Indeed, on at least one occasion, the Department of Labor has chastised the IRS when it has stepped out of its lane with regard to the proper interpretation of Title I of ERISA. See “Information Letter 01-16-1996”, https://www.dol.gov/agencies/ebsa/about-ebsa/our-activities/resource-center/information-letters/01-16-1996 (“[T]he Department has received a number of inquiries as to how the Department’s analysis of the fiduciary provisions under Title I comports with the Service’s interpretation of Treasury regulations, as reflected in the subject TAM. Inasmuch as the Department’s analysis under Title I differs from the Service’s interpretation under the Code, we request that the Service reconsider its views on this matter”).
Again, to date, no court has discussed whether IRS pronouncements are entitled to deference under Loper Bright.
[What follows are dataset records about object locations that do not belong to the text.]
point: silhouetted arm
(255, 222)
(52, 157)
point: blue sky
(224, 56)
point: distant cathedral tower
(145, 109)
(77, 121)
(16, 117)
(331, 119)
We must, therefore, wait to further decisions to address this important question.
Thoughts:
The Clorox decision should be welcome news for the many defendants currently facing complaints alleging misuse of forfeited amounts. Like the HP Inc. decision on which its reasoning is most closely modeled, it addresses head-on the essence of the plaintiff’s case and provides further support to defendants seeking an early release from the complaints against them. We note that an amended complaint was filed in the HP Inc. case on July 17, 2024, and that a hearing on defendant’s motion to dismiss that amended complaint is currently set for hearing on January 30, 2025). The plaintiff in Clorox may certainly pursue a similar path.
At The Wagner Law Group, we are already considering whether, and how, the IRS’s pronouncements, when viewed under the standards articulated in Loper Bright, may impact future decisions and other more nuanced issues underlying forfeiture litigation. We will continue to watch closely as future litigants and/or courts address these matters to see how these issues unfold in the law. Regardless of the ultimate outcome, we predict that the uncertainties presented by the ongoing forfeiture litigation will continue to present a variety of vexing issues for fiduciaries, plan sponsors, litigants and the courts.